I'm writing a parser for RDF data in Turtle format in Swift. The Turtle Grammar defines the patter PN_CHARS_BASE
as
[163s] PN_CHARS_BASE ::= [A-Z] | [a-z] | [#x00C0-#x00D6] | [#x00D8-#x00F6] | [#x00F8-#x02FF] | [#x0370-#x037D] | [#x037F-#x1FFF] | [#x200C-#x200D] | [#x2070-#x218F] | [#x2C00-#x2FEF] | [#x3001-#xD7FF] | [#xF900-#xFDCF] | [#xFDF0-#xFFFD] | [#x10000-#xEFFFF]
(see the W3C Turtle recommendation).
The last group in the pattern [#x10000-#xEFFFF]

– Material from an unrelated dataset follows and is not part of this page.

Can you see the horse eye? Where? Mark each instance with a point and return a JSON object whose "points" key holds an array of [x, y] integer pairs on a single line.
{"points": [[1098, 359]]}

is outside the range of UTF-16 string encoding. UTF-32 is needed here.
This pattern is used to match, for instance, the first character in the prefix in a prefixed string such as foaf
in foaf:name
, numbers are not allowed here.
I would like to use NSRegularExpression
for parsing turtle files. So to match the PN_CHARS_BASE
pattern, I have the following code for testing:
let PN_CHARS_BASE = "[A-Z]|[a-z]|[\\u00C0-\\u00D6]|[\\u00D8-\\u00F6]|[\\u00F8-\\u02FF]|[\\u0370-\\u037D]|[\\u037F-\\u1FFF]|[\\u200C-\\u200D]|[\\u2070-\\u218F]|[\\u2C00-\\u2FEF]|[\\u3001-\\uD7FF]|[\\uF900-\\uFDCF]|[\\uFDF0-\\uFFFD]|[\\u10000-\\uEFFFF]"
do {
let teststr = "9"
let regex = try NSRegularExpression(pattern: PN_CHARS_BASE, options: [])
let matches = regex.matchesInString(teststr, options: [], range: NSMakeRange(0, teststr.characters.count)) as Array<NSTextCheckingResult>
} catch {
}
When I run this through the debugger, the regular expression returns one result on the test string 9
. But numbers are not allowed for this pattern (the regex should therefore return no matches). I removed parts of the regex pattern to determine which part of the regex matched the number 9
and found out that the last part of the regex [\u10000-\uEFFFF]
matches with 9
. This is the only part of the pattern that is in UTF-32 and not in UTF-16 and includes characters such as Egyptian Hieroglyphs.
Do you know if NSRegularExpression
is able to support UTF-32 characters?
Or of any other solution to support UTF-32 matching?